L'étrange fontaine de Soleymieux, passons une deuxième couche... (11/09/2012)
La réaction de Régis Gayraud, surtout son deuxième commentaire à ma note précédente, me conduit à proposer une nouvelle hypothèse.
Le fait est, qu'à ma grande honte (je n'avais pas vérifié), Soleymieux et Saint-Jean-Soleymieux, comme nous le signale Régis, sont bien deux communes distinctes. Cela a une conséquence importante pour mes raisonnements précédents.

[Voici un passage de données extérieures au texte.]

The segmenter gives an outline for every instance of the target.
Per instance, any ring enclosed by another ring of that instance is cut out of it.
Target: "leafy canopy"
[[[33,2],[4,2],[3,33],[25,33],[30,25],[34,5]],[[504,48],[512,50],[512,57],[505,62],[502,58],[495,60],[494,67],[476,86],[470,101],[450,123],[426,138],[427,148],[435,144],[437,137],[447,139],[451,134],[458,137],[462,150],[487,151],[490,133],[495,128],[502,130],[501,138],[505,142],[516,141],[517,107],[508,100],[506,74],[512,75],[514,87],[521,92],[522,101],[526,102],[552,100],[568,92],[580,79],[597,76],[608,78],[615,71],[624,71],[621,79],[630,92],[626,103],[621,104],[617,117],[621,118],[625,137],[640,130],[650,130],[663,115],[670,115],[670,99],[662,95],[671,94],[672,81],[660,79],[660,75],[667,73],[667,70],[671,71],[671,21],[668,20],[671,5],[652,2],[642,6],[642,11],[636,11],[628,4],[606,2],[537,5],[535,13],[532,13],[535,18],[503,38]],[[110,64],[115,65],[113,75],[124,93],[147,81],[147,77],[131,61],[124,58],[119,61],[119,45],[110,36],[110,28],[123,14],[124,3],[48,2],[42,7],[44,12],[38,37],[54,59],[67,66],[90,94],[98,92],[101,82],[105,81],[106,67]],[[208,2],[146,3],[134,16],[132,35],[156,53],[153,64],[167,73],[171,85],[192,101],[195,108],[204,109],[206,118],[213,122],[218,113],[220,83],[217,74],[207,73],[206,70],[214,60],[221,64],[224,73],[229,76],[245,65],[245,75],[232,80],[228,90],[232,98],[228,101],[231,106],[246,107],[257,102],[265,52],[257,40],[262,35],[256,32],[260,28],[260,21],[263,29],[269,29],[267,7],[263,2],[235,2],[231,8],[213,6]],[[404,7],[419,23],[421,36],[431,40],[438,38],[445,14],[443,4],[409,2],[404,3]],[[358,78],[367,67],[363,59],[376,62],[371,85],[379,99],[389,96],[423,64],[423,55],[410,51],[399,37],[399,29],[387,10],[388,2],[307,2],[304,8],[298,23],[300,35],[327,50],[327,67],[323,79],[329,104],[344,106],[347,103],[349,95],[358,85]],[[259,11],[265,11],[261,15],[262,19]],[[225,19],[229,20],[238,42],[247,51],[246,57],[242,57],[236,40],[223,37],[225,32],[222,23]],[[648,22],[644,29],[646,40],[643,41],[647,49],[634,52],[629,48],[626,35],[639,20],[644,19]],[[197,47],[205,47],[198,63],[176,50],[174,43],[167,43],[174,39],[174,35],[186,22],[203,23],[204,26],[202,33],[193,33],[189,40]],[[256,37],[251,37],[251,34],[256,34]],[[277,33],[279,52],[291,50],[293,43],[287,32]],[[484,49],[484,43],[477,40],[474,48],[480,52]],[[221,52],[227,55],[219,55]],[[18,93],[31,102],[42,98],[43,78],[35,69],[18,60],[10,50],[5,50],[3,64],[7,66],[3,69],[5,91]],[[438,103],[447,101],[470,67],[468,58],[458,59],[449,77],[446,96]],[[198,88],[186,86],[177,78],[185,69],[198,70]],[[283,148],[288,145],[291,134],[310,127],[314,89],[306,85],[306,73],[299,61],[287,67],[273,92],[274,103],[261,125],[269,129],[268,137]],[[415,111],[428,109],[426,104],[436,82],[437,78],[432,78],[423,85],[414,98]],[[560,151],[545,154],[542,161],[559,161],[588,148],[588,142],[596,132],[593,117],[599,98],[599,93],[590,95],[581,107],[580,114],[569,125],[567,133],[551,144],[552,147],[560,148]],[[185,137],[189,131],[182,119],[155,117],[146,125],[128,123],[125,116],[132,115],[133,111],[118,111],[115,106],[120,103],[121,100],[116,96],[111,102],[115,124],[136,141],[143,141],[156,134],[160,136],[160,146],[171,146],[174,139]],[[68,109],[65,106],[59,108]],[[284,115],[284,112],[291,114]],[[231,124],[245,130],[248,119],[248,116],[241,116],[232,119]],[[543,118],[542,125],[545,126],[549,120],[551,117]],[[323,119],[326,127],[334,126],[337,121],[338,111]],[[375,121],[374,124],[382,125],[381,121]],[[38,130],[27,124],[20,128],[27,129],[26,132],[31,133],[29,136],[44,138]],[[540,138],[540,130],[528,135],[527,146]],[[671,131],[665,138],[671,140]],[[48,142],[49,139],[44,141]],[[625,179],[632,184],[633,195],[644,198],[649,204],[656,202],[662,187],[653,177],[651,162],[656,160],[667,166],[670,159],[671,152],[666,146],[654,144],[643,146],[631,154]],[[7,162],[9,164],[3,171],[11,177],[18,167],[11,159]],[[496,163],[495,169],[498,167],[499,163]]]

D'autre part, je reconnais que moi aussi j'étais quelque peu chiffonné devant la carte Cim de St-Jean, montrant la statue avec un casque, statue que je proposais de voir déplacée ensuite plus bas sur la place de Soleymieux, quand je la comparais à la photo de cette dernière place où l'on voit mal la fontaine et surtout le personnage qui la surmonte. Je pensais que cette photo pouvait peut-être dater des mêmes années que la carte Cim parce que j'étais persuadé que la statue du triton provenait de St-Jean, trompé que j'étais par les affirmations de l'instituteur mentionnées dans ma note précédente... Les détails que nous indique Régis sur son ancienneté probable font déduire que la statue qui se trouve dans ces années de début XXe siècle devant le bureau de tabac ne peut être la même que celle qu'on voit, bleutée, sur la carte montrant la fontaine de St-Jean-Soleymieux. Il est possible qu'une confusion se soit opérée dans la mémoire des habitants puisque les légendes des deux fontaines donnent le même château de Chénereilles comme lieu d'origine des statues des deux fontaines.
Je parlais ci-dessus d'une conséquence importante qu'apporte l'information que les deux communes sont distinctes. Le rapport sur la délibération du conseil municipal que j'ai cité dans ma précédente note indique formellement qu'une fontaine surmontée d'un triton a été érigée en 1808 sur la place de Soleymieux (et non de St-Jean). Il est dès lors possible d'imaginer que le triton est resté en place pendant les deux siècles sur la place, et que c'est lui qui, victime d'un dégât à une date indéterminée (probablement après-guerre, et peut-être même dans les années 70, voir les images ci-dessous?), a été "métamorphosé" dans l'état où je l'ai photographié, état étrange, Ô combien... L'autre statue de St-Jean, qui ressemble elle davantage au fameux "soldat romain" (et moins à un triton à dire vrai) proposé par un témoin le jour de notre rencontre de cet été, et qui fait passablement rêver notre ami Régis, cette autre statue est probablement complètement distincte de celle de Soleymieux. L'hypothèse d'un déplacement de statue n'était étayée que par les souvenirs trompeurs de notre ami instituteur, qui n'en était pas tout à fait certain du reste (comme dit Régis, et c'est bien sûr cela qui nous séduit infiniment dans cette petite recherche qui ne se voudrait rationnelle en apparence que pour laisser en sous-main l'imagination se déployer, "ainsi naissent les légendes"...).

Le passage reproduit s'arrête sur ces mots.